Lors de la présentation du mémoire, le président de la Commission, Jacques Frémont, a estimé que «l'ajout d'une disposition qui interdirait les propos ou les actes qui exposent des personnes à la haine pour un motif de discrimination interdit» améliorerait la capacité d'action de son organisme.
Les motifs de discrimination interdits sont ceux ayant trait à la race, la couleur, le sexe, la grossesse, l'orientation sexuelle, la religion, les convictions politiques, la langue, l'origine ethnique ou nationale, la condition sociale et le handicap.
Les experts du ministère de la Justice veulent vérifier si la disposition proposée par la Commission renforcerait bel et bien le bouclier que constitue déjà la Charte québécoise. Ils veulent aussi en mesurer toutes les implications.
Car la question est tout de même délicate. Resserrer les boulons, mais jusqu'où?
Liberté d'expression
La Commission des droits de la personne rappelle qu'elle ne peut pas actuellement mener d'enquête lorsque des propos «haineux» - c'est-à-dire «susceptibles d'inciter ou d'inspirer à l'égard des groupes protégés un traitement discriminatoire» - sont proférés «au moyen de communications publiques artistiques, littéraires ou d'information [article de journal, éditorial, émission de radio ou de télévision, sites Internet, blogues]».
Elle fait valoir que l'ajout de la disposition proposée permettrait de combler cette lacune. Celle-ci «viendrait s'ajouter aux dispositions du Code criminel prohibant la propagande haineuse».
Insistons là-dessus : la Commission a diffusé cette recommandation afin de mieux lutter contre toutes les formes d'intimidation.
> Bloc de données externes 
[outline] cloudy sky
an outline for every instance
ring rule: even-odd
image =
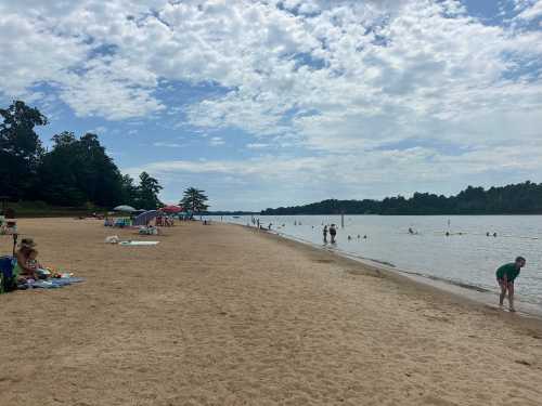
[[[0,0],[0,103],[214,209],[542,182],[542,0]]]

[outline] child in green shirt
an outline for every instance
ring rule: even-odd
[[[495,276],[499,286],[501,287],[501,297],[499,300],[499,305],[502,306],[504,303],[504,298],[506,297],[506,291],[508,291],[508,304],[509,311],[515,312],[514,307],[514,280],[519,275],[521,267],[525,266],[525,258],[517,257],[515,262],[504,264],[496,270]]]

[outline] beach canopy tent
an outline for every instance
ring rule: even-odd
[[[165,213],[179,213],[182,211],[182,207],[179,207],[179,206],[173,206],[173,205],[170,205],[170,206],[164,206],[160,211],[165,212]]]
[[[127,213],[131,213],[131,212],[136,211],[136,209],[133,207],[128,206],[128,205],[117,206],[113,210],[114,211],[124,211],[124,212],[127,212]]]
[[[149,210],[133,219],[133,225],[146,225],[151,220],[159,215],[158,210]]]

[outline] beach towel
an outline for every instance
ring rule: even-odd
[[[121,246],[155,246],[159,241],[120,241],[118,244]]]
[[[28,283],[27,287],[30,289],[55,289],[55,288],[62,288],[64,286],[68,286],[72,284],[78,284],[83,281],[83,278],[78,278],[78,277],[65,277],[65,278],[51,278],[48,280],[35,280],[31,283]]]

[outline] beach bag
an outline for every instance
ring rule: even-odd
[[[11,292],[17,288],[13,276],[13,258],[0,257],[0,293]]]

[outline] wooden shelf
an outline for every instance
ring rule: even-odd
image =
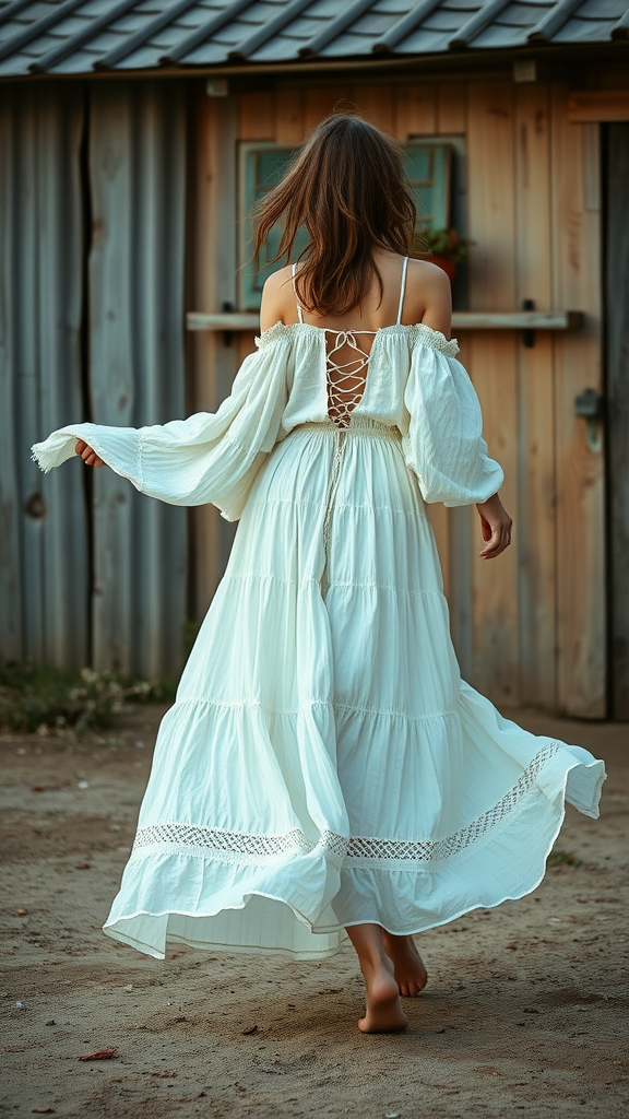
[[[578,330],[582,311],[454,311],[452,330]],[[188,311],[187,330],[260,330],[255,312],[207,314]]]

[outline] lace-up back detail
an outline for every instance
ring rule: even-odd
[[[407,265],[409,257],[405,256],[402,265],[397,323],[402,320]],[[295,267],[297,265],[293,264],[293,286]],[[297,299],[297,313],[299,321],[303,322],[303,310],[299,299]],[[351,413],[363,399],[367,386],[367,372],[372,349],[370,346],[368,350],[364,348],[367,346],[366,341],[364,346],[359,345],[358,338],[370,336],[373,339],[377,335],[377,330],[332,330],[329,327],[323,327],[322,329],[326,332],[328,416],[337,426],[348,427],[351,422]],[[330,338],[327,337],[328,335]]]

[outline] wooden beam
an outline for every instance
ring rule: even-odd
[[[516,300],[552,300],[548,86],[517,84]],[[556,544],[553,333],[518,346],[517,537],[522,700],[556,707]]]
[[[552,86],[553,301],[586,308],[579,337],[555,340],[555,463],[560,708],[607,716],[605,463],[575,396],[602,388],[601,215],[585,205],[584,130],[570,124],[567,91]]]
[[[468,92],[469,232],[472,309],[516,305],[515,151],[513,83],[470,83]],[[469,683],[497,705],[520,698],[517,535],[517,355],[513,333],[472,335],[470,376],[480,398],[489,453],[505,471],[500,499],[515,521],[514,547],[497,561],[480,560],[477,510],[471,521],[471,640]]]
[[[629,90],[579,90],[567,95],[571,123],[629,121]]]

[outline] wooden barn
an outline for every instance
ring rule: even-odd
[[[453,333],[515,524],[488,564],[473,507],[430,508],[462,675],[629,718],[628,36],[626,0],[0,3],[0,655],[180,669],[237,526],[29,446],[216,410],[257,328],[251,205],[353,109],[471,242]]]

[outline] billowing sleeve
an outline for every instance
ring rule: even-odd
[[[447,506],[486,501],[505,478],[487,453],[480,403],[458,351],[456,339],[419,327],[404,388],[406,464],[424,501]]]
[[[60,427],[32,448],[45,471],[75,453],[79,439],[118,474],[168,505],[206,505],[237,520],[255,476],[279,438],[289,388],[284,337],[256,338],[229,396],[216,412],[198,412],[148,427],[78,423]]]

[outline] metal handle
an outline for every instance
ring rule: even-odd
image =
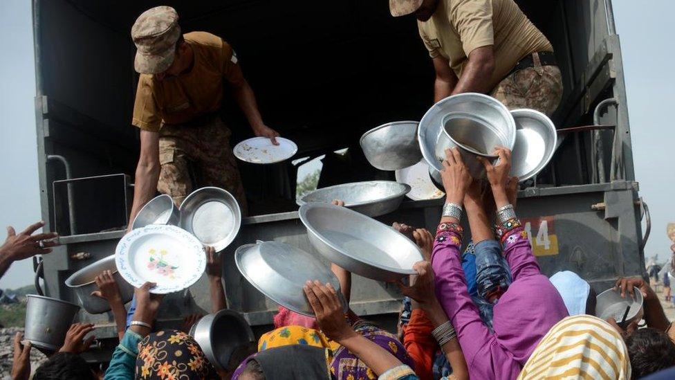
[[[649,233],[651,232],[651,215],[649,214],[649,206],[647,205],[642,197],[640,198],[640,208],[642,210],[642,215],[645,217],[645,221],[647,223],[647,228],[645,228],[645,234],[642,235],[642,242],[640,244],[640,250],[645,250],[647,245],[647,239],[649,238]]]

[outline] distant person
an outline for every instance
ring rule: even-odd
[[[178,21],[174,8],[158,6],[131,27],[140,73],[131,124],[140,129],[140,156],[129,228],[157,190],[181,204],[192,190],[191,163],[201,179],[198,186],[224,188],[246,210],[231,132],[219,115],[225,82],[254,134],[277,143],[279,134],[263,122],[232,48],[206,32],[183,34]]]
[[[33,223],[18,234],[14,227],[7,227],[7,239],[0,246],[0,278],[15,261],[32,257],[36,255],[46,255],[52,248],[58,245],[56,233],[35,232],[44,226],[44,221]]]
[[[562,98],[553,46],[513,0],[389,0],[414,14],[436,70],[434,99],[479,92],[549,116]]]

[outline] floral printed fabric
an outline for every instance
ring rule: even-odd
[[[151,334],[138,343],[136,379],[219,379],[189,335],[176,330]]]
[[[265,333],[258,341],[258,351],[288,345],[306,345],[337,350],[340,345],[322,332],[302,326],[286,326]]]
[[[391,334],[362,320],[354,325],[357,333],[373,341],[391,352],[405,365],[413,366],[412,359],[403,345]],[[331,363],[331,374],[338,380],[373,380],[378,376],[363,361],[344,347],[340,347]]]

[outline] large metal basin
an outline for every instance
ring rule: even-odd
[[[127,303],[133,297],[133,287],[122,278],[115,264],[115,255],[111,255],[82,268],[66,280],[66,286],[75,291],[78,303],[91,314],[100,314],[110,310],[108,301],[91,295],[92,291],[98,289],[95,280],[103,271],[113,272],[113,278],[120,288],[122,302]]]
[[[400,206],[410,186],[393,181],[367,181],[342,183],[317,189],[297,200],[298,206],[313,203],[344,201],[344,206],[369,217],[395,211]]]
[[[277,304],[313,317],[302,287],[308,280],[330,282],[338,293],[340,282],[320,260],[302,249],[279,242],[259,242],[240,246],[234,253],[239,272],[261,293]],[[346,311],[346,302],[342,300]]]
[[[228,309],[204,316],[192,325],[189,335],[219,371],[225,370],[235,350],[255,342],[253,331],[243,316]]]
[[[417,133],[422,155],[430,166],[443,170],[441,163],[445,159],[445,150],[462,144],[470,172],[481,178],[484,172],[480,172],[482,165],[476,165],[480,163],[476,161],[475,154],[489,155],[496,143],[512,148],[515,129],[513,116],[501,102],[482,93],[466,93],[432,106],[420,121]],[[473,138],[468,139],[469,136]]]
[[[232,194],[206,187],[188,195],[181,204],[180,227],[203,244],[222,251],[234,239],[241,226],[241,210]]]
[[[422,159],[416,121],[395,121],[363,134],[360,141],[368,162],[380,170],[398,170]]]
[[[629,307],[626,316],[626,323],[630,323],[638,316],[642,310],[642,293],[636,287],[633,288],[634,298],[627,293],[626,297],[621,296],[620,291],[613,288],[600,293],[595,297],[595,315],[600,319],[613,318],[617,323],[621,321],[626,308]]]
[[[155,197],[138,211],[133,218],[131,229],[142,228],[148,224],[170,224],[178,226],[181,212],[174,204],[171,197],[163,194]]]
[[[516,142],[511,156],[511,175],[525,181],[537,175],[548,163],[557,147],[553,122],[534,109],[511,111],[516,122]]]
[[[63,345],[80,307],[74,303],[28,294],[24,339],[39,348],[56,351]]]
[[[314,248],[331,262],[380,281],[414,274],[423,260],[414,242],[374,219],[332,204],[306,204],[298,211]]]

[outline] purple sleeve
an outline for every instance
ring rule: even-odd
[[[502,230],[501,242],[503,253],[511,268],[513,281],[528,275],[542,274],[537,259],[532,254],[532,246],[527,238],[527,233],[516,219],[510,221],[512,227]]]
[[[454,231],[436,235],[432,255],[436,297],[457,332],[470,377],[515,379],[520,365],[490,334],[469,296],[459,259],[460,238]]]

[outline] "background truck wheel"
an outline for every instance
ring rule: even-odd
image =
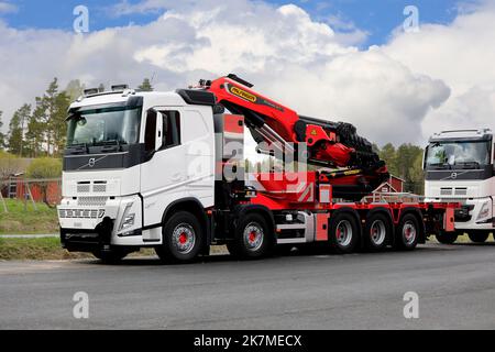
[[[106,264],[117,264],[128,255],[128,252],[113,249],[111,251],[95,251],[92,255]]]
[[[164,262],[190,262],[199,253],[202,244],[201,226],[187,211],[173,215],[163,228],[163,244],[155,249]]]
[[[437,241],[442,244],[452,244],[458,240],[459,233],[457,232],[440,232],[435,235]]]
[[[338,213],[330,223],[329,242],[340,253],[354,252],[359,241],[359,228],[355,218],[345,212]]]
[[[405,215],[396,229],[394,246],[402,251],[413,251],[418,245],[419,231],[418,219],[411,213]]]
[[[380,251],[387,246],[393,235],[392,223],[383,213],[374,213],[366,219],[364,245],[369,251]]]
[[[483,243],[488,239],[490,232],[485,231],[471,231],[468,232],[468,237],[474,243]]]
[[[294,244],[277,244],[274,248],[274,252],[276,255],[285,256],[289,255],[294,249]]]
[[[234,239],[228,242],[227,249],[240,258],[257,258],[268,254],[272,240],[265,219],[257,213],[248,213],[238,220]]]

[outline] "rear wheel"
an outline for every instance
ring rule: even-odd
[[[257,258],[270,253],[272,240],[265,219],[257,213],[248,213],[238,219],[234,239],[227,243],[227,249],[237,257]]]
[[[403,251],[413,251],[418,245],[419,233],[418,219],[411,213],[405,215],[396,229],[394,246]]]
[[[359,242],[359,228],[355,218],[346,212],[333,217],[329,229],[330,246],[340,253],[354,252]]]
[[[468,237],[474,243],[483,243],[488,239],[490,232],[485,231],[471,231],[468,232]]]
[[[375,213],[366,219],[364,244],[369,251],[380,251],[387,246],[392,237],[392,224],[383,213]]]
[[[452,244],[458,240],[459,233],[457,232],[440,232],[435,235],[437,241],[442,244]]]
[[[198,219],[187,211],[170,217],[163,228],[163,244],[155,249],[165,262],[190,262],[202,245],[201,226]]]

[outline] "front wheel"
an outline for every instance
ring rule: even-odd
[[[468,237],[474,243],[484,243],[488,239],[490,232],[472,231],[468,232]]]
[[[457,232],[440,232],[435,237],[442,244],[452,244],[458,240],[459,234]]]
[[[173,215],[162,234],[163,244],[155,252],[164,262],[190,262],[201,250],[201,226],[190,212],[178,211]]]
[[[257,258],[270,253],[272,240],[265,219],[257,213],[248,213],[238,219],[234,239],[227,243],[227,249],[237,257]]]

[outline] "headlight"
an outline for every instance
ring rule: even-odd
[[[128,229],[128,228],[134,226],[135,213],[134,212],[129,213],[129,211],[132,208],[132,205],[133,204],[131,202],[125,207],[125,210],[122,215],[122,220],[120,220],[119,231],[122,231],[124,229]]]
[[[480,213],[477,215],[476,220],[487,218],[488,216],[490,216],[490,202],[485,202],[485,204],[483,204],[482,209],[480,210]]]

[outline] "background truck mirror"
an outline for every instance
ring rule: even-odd
[[[155,132],[155,151],[160,151],[163,146],[163,118],[162,113],[155,113],[156,117],[156,132]]]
Après le dépôt de son mémoire, elle a tenu à préciser que la disposition qu'elle préconise ne vise pas à restreindre la liberté d'expression, ni à empêcher les critiques à l'égard d'une religion ou d'une conviction politique. «Elle ne vise que l'incitation publique à la haine, ce qui est autre chose», a-t-elle expliqué.
L'analyse lancée par le ministère de la Justice ne signifie pas que le gouvernement de Philippe Couillard voudra nécessairement aller de l'avant. Il s'agit d'abord de faire le tour du sujet, doit-on comprendre.
Rappelons que la Charte québécoise n'a pas le même poids que la Charte canadienne des droits et libertés, laquelle est enchâssée dans la Constitution du pays. Elle peut donc être modifiée assez facilement. Il suffit qu'une majorité de députés de l'Assemblée nationale du Québec y soient favorables.
En général, les gouvernements ne se permettent de l'amender que si le changement envisagé recueille un large consensus politique.